Его бестолково – часто, не слишком вкусно, но почти силком – кормили. В огромной семье Криничных свято верили в пользу обильной, жирной и непременно мясной пищи. Жарили шкварки, запекали окорок, готовили какие-то круглые штуки из теста с салом. Едово вечно шипело, скворчало, подгорало на кухне. Хлебали томленый борщ из огромных мисок, страшно перчили, мазали мясо горчицей, лили уксус. Сухие грибы назывались «дедовы» грибы. Дед слал их откуда-то из-под Киева. Лук был тоже особенный – назывался молочный, его выращивала особым способом тетя Евдоха. Иногда на все семейство внезапно нападала тоска по чесноку, это так и называлось – «тоска», не иначе.
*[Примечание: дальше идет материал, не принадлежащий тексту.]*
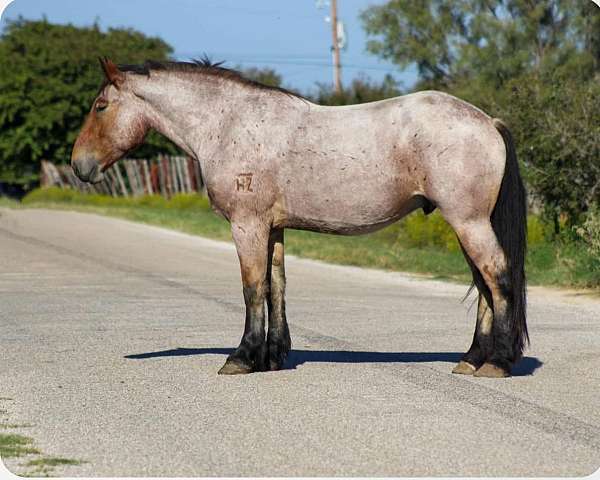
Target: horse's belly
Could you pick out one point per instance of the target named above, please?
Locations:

Тогда ели чеснок не по дольке, а головками, заражая гостей этой тоской и запивая чеснок самоварами чаю…
Жмакин лежал до отупения объевшийся, прибранный, всегда выбритый. Через день топили ему колонку – попарить кости. Отец Димы, Ипат Данилович Криничный, заходил к Алексею чаще других, приносил ему газету, журнальчик, сообщал прогнозы погоды, – он многое знал от своих родственников, а Жмакин был хорошим слушателем. И не пытался рассказывать сам, довольствуясь той легендой о нем, которая существовала в семье: сотрудник розыска, один на один взял опаснейшего преступника, пострадал, отдыхает.
– Ну так, так, – говорил Данилыч, – продолжайте отдыхать. Покушать не желаете? Соляночку вчерашнюю, подделаю маленько, закипячу и подам…
Подолгу Жмакин раздумывал о Клавдии, не зная, как быть дальше. Затем решил со всевозможной для себя твердостью – ее не видеть. Знал – до человека, которым он ей обещал быть, еще далеко. И давал себе зароки сдержаться, покуда не выйдет на настоящую дорогу. Какая она, эта дорога, он не совсем еще разобрался, но время подумать оставалось.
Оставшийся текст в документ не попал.